NetApp, Dell-EMC Isilon, Juniper, iXsystems, pfSense, etc are often seen in base, but also in ports and also drivers (Intel, Chelsio, Mellonox).

* https://en.wikipedia.org/wiki/List_of_products_based_on_Free...


In the words of Count von Count: One. One Linux kernel. Ah-ha-ha-ha!

Or at least one that matters.


Which of the several kernels is it? Android’s? Chrome OS’s? The anti-free Ubuntu’s?


ChromeOS developer here. You can see our kernels here: https://chromium.googlesource.com/chromiumos/third_party/ker... (just linked one of them, we use a few)

Everything is open source, we mostly keep up with Linux development and upstream all of our patches but some take time so we have our own branch. Still entirely open source.


The fragmentation here was I think a Linus misstep - when the wake lock and other ideas came out some subsystem maintainers were fussing.

But code talks and talk walks, the android folks were solving real issues - so my own view would have been to be supportive of their efforts which were not insignificant.


All those kernels are legally required to be free by the GPL. Those OSes have "non-free" userspaces.

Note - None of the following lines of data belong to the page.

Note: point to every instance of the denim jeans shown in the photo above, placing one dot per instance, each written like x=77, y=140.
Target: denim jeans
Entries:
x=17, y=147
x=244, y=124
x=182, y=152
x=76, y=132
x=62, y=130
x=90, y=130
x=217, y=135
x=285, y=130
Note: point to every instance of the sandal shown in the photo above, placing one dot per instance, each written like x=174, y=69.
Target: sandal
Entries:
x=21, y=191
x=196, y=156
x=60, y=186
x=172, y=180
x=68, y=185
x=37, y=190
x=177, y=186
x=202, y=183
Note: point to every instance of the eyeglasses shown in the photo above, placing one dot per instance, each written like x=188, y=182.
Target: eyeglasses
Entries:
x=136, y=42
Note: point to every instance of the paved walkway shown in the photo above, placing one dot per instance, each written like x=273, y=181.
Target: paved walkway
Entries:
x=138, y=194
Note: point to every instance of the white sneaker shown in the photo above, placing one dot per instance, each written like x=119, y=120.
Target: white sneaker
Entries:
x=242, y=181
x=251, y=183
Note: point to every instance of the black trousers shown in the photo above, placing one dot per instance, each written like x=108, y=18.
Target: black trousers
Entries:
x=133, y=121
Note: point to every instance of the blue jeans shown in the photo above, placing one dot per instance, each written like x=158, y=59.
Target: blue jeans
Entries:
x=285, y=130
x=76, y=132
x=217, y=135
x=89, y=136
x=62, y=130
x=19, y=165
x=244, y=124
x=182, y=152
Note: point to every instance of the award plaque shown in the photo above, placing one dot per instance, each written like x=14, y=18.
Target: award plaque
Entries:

> Please count the Linux-based systems.

And they all take the same source from upstream and maintain compatibility. Packaging and some user-space dependencies aside, binaries run on any Linux system.


It's irrelevant because they are all GPLv2 and intercompatable.

Distros are just that: different distributions of the (largely same, interchangeable) software. There is no splintering where it matters: legally and technically.

In the BSD world you will have companies like Sony take BSD into their closed source world. The linux equivalent would be some semi-free environment like Android.


So you can reliably install rpm's in debian and vice versa with .deb's? glibc versions? X11 vs Wayland? System-d vs init.d ? Android?


Yes, to all of those, though some take more work than others.

It says a lot that "systemd vs init.d" instead of "systemd vs sysvinit" was there.

The question is not about the ecosystem, though, but about the kernel itself. Yes, there are embedded vendors (mostly networking equipment, and especially routers) who violate the GPL by not complying, but generally speaking, hardware vendors who choose Linux publish sources.

Those sources may not ever make it into mainline, but the device trees/drivers for embedded stuff does provide a reference for a cleaner, better implementation.

Compare to FreeBSD for the Playstation's management layer. Where are the contributions for Cell support? Where are the patches Sony certainly needed to make for wifi and bluetooth? Where are the patches from Juniper for validated FIPS?


Nvidia graphics cards. Just saying.


I think it's only feasible for nvidia to release GPL-violating closed source graphics drivers because of the leverage that BSD provides them against Linux.


>So you can reliably install rpm's in debian and vice versa with .deb's?

Yeah, just use a chroot. It's the same kernel. You could also just distribute static binaries or have your dynamic libs bundled in a single .AppImage file.

>glibc versions?

Linux guarantees source compatability, but doesn't guarantee binary compatability (unlike most proprietary software like ms-windows).

>X11 vs Wayland?

X11 and wayland are different protocols, but Wayland is reverse-compatible with X11.

>System-d vs init.d ?

I don't know much about init systems, but I don't use systemd, I use OpenRC and it works fine with "systemd-dependent" software like GNOME or KDE by using elogind[0][1] for example.

>Android?

For android apps, you can containerize an android userspace with tools like Waydroid[2].

[0] https://wiki.gentoo.org/wiki/Elogind [1] https://github.com/elogind/elogind [2] https://waydro.id/


On chroot installs.

Debian's installation manual has a section on how to perform chroot installs. That is, there's a documented process for how to install Debian within another Linux distribution should you choose / need to do that.

It came about because the original author was hoping to try out Debian on a Red Hat system.

It's all userland over the kernal.

These days, even at the process level (or using tools such as jails), it's possible to define largely independent contexts for each individual process. CPU, memory, and kernel are common and/or shared, but other resources can be strongly segregated.